I gave her bed linen (that) I had had embroidered by a little old lady

Touse

Member
Dutch
“I gave her bedlinnen (that) I had embroidered by a little old lady from the other side of town.”

I would appreciate some help in translating this had-construction in English. Would I be correct in saying that this is some sort of passive construction?

My attempt:
Le ho dato delle lenzuola che erano state ricamate da una vechietta dell’altra parte della città.

But I know this isn’t quite right. If you translate that sentence back to English you get “[…] sheets that were embroidered by […]” and I want to explicitly express that it was the subject (the"I") who gave the order to have the bedlinnen embroidered.

Best wishes for the New Year to all!
Touse
 
  • Memimao

    Senior Member
    United Kingdom English
    “I gave her bedlinnen (that) I had had embroidered by a little old lady from the other side of town.”

    I would appreciate some help in translating this had-construction in English. Would I be correct in saying that this is some sort of passive construction?

    My attempt:
    Le ho dato delle lenzuola che erano state ricamate da una vechietta dell’altra parte della città.

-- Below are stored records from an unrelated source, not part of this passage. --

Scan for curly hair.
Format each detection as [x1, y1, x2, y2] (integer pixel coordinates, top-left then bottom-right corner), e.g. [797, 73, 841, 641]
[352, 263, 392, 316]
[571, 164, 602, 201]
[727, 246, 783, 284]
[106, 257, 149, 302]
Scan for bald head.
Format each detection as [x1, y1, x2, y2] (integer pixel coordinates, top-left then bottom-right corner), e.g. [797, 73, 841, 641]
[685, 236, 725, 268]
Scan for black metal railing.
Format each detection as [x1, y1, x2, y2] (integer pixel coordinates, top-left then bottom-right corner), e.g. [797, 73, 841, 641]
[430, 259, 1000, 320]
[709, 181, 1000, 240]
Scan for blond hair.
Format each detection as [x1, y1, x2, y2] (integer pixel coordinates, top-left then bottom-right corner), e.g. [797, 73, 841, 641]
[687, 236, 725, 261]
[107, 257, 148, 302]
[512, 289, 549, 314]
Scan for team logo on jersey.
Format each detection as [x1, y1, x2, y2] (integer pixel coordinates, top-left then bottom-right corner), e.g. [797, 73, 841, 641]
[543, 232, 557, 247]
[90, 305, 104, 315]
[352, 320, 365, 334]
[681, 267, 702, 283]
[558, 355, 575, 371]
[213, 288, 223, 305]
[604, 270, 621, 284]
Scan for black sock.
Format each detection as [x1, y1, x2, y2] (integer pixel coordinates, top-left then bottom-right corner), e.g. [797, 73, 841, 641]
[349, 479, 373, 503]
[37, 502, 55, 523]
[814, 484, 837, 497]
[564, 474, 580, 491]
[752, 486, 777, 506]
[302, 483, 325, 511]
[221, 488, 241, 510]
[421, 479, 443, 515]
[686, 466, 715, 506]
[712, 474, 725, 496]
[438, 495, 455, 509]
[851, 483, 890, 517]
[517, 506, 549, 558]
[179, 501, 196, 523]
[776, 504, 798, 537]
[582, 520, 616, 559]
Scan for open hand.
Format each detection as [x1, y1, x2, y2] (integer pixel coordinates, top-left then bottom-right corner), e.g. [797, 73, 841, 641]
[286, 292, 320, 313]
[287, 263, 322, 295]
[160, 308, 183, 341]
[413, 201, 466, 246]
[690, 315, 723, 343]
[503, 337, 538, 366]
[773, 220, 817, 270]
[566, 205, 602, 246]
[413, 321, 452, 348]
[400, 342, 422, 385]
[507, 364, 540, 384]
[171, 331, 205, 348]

    But I know this isn’t quite right. If you translate that sentence back to English you get “[…] sheets that were embroidered by […]” and I want to explicitly express that it was the subject (the"I") who gave the order to have the bedlinnen embroidered.

    Best wishes for the New Year to all!
    Touse
    In English it's called causative (cause something to be done, by others)

    My try in Italian:

    Le diedi delle lenzuola che avevo fatto ricamare da parte di una vecchia signora dall'altra parte della città.

    Natives will do better;)
     

    Touse

    Member
    Dutch
    Thank you, Memimao! Causitive, noted!!

    You're quite right, DesertCat!

    Grazie a te, Salegrosso! I take it then that vechietta doesn't necessarliy have a pejoritive connotation?
     

    merse0

    Senior Member
    Italy - Italian
    Usually we use "vecchietta" for a nice, cute, old lady.
    "Vecchiaccia" has definitely a negative meaning.
     

    baldpate

    Senior Member
    UK, English
    I know that "lenzuolo" means "sheet", but "bed linen" is a little more general: it includes sheets, pillow cases, and duvet covers.

    Does "lenzuola" in the plural also extend to pillow cases and duvet covers? Alternatively, could one say "biancheria da letto"?
     

    Fossifoco

    Senior Member
    Italy Italian
    I know that "lenzuolo" means "sheet", but "bed linen" is a little more general: it includes sheets, pillow cases, and duvet covers.

    Does "lenzuola" in the plural also extend to pillow cases and duvet covers? Alternatively, could one say "biancheria da letto"?
    You are right, biancheria da letto includes all.

    When I say lenzuola I simply refer to "sheets", although the expression cambiare le lenzuola refers to sheets, pillow cases & duvet covers.

    Sogni d'oro!!!
     

    Paulfromitaly

    MODerator
    Italian
    I know that "lenzuolo" means "sheet", but "bed linen" is a little more general: it includes sheets, pillow cases, and duvet covers.

    Does "lenzuola" in the plural also extend to pillow cases and duvet covers? Alternatively, could one say "biancheria da letto"?
    Nope, lenzuola means sheets, for the whole set we would say "corredo da letto" or something like that..(I'm sure some ladies will correct me on this..;))
     

    marziotta

    New Member
    I'd say

    "Le ho dato della biancheria che avevo fatto ricamare da una vecchietta che abita/sta/abitava/stava dall'altra parte della città"

    or

    "Le diedi della biancheria che..."

    Probably in the context it is clear that the "biancheria" is for the bed. "Biancheria da letto" sounds a bit too innatural, in a normal speech.